A nationwide survey of susceptibilities of Staphylococcus aureus, Escherichia coli, Klebsiella sp. and Proteus mirabilis initiated in 1980 was continued in 1986. This report documents differences in susceptibilities of clinical isolates of the above microorganisms to ampicillin (ABPC), cefazolin (CEZ), cefmetazole (CMZ) and gentamicin (GM) among general hospitals throughout Japan. Clinical isolates of each species of microorganisms which were collected in 24 hospitals made up each study group and were collected at the Kosei General Hospital, Tokyo, from April 1980 to March 1986. We compared the variability in the resistant rates (MIC greater than or equal to 25 micrograms/ml) and MICs of each antibiotic for 50% and 80% of the isolates among the hospitals.

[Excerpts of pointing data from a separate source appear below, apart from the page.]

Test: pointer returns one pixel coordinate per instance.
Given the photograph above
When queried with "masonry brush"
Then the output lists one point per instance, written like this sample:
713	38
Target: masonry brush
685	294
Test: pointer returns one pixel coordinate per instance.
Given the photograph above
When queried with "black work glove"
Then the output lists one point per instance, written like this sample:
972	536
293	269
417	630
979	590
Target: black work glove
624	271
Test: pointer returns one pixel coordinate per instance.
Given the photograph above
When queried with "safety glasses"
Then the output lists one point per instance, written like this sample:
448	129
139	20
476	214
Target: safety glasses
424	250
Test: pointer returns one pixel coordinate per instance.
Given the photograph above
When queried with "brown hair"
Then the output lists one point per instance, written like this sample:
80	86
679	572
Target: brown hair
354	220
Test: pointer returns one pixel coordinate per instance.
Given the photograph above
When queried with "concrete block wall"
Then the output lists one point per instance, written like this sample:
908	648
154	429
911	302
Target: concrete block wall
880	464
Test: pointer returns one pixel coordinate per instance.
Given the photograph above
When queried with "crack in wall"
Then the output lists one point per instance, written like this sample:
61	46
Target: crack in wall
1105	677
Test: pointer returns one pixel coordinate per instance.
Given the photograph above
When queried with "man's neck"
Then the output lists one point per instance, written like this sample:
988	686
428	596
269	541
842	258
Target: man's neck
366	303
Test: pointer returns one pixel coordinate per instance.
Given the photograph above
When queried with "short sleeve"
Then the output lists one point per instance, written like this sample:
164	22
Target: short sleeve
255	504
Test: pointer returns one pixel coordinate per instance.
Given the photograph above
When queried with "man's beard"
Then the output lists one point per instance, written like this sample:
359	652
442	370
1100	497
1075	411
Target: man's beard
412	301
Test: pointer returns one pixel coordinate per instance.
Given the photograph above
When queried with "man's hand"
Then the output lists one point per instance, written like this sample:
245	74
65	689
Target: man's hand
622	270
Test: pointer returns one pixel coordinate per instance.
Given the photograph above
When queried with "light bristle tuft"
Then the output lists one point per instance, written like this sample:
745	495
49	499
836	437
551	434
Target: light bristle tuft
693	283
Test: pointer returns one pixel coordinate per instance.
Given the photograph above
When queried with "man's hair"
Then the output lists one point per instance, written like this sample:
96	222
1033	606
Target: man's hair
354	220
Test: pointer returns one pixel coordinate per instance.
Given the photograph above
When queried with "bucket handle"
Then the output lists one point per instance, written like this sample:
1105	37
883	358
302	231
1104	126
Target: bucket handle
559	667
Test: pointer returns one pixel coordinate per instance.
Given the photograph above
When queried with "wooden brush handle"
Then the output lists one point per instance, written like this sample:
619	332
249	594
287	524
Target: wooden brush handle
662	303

MICs were determined by the serial 2 fold agar plate dilution method, standardized by the Japan Society of Chemotherapy, with an inoculum of approximately 10(6) CFU/ml or 10(8) CFU/ml. Susceptibility patterns of S. aureus to ABPC, CEZ and GM, of E. coli to ABPC, of Klebsiella sp. to CEZ and GM and of P. mirabilis to ABPC, CEZ and GM varied from hospital to hospital. On the other hand, the differences in the susceptibility patterns among the 6 districts of Japan were not obvious, because the differences were affected by different susceptibility patterns of each hospital located in each district.

摘要

1980年开始的一项关于金黄色葡萄球菌、大肠杆菌、克雷伯菌属和奇异变形杆菌药敏情况的全国性调查于1986年继续进行。本报告记录了日本各地综合医院中上述微生物临床分离株对氨苄西林(ABPC)、头孢唑林(CEZ)、头孢美唑(CMZ)和庆大霉素(GM)的药敏差异。在24家医院收集的每种微生物的临床分离株组成了每个研究组,这些分离株于1980年4月至1986年3月在东京的厚生综合医院收集。我们比较了各医院中每种抗生素对50%和80%分离株的耐药率(MIC大于或等于25微克/毫升)和MIC的变异性。MIC采用日本化疗学会标准化的连续2倍琼脂平板稀释法测定,接种量约为10(6)CFU/毫升或10(8)CFU/毫升。金黄色葡萄球菌对ABPC、CEZ和GM的药敏模式,大肠杆菌对ABPC的药敏模式,克雷伯菌属对CEZ和GM的药敏模式,以及奇异变形杆菌对ABPC、CEZ和GM的药敏模式因医院而异。另一方面,日本6个地区之间药敏模式的差异并不明显,因为这些差异受到每个地区各医院不同药敏模式的影响。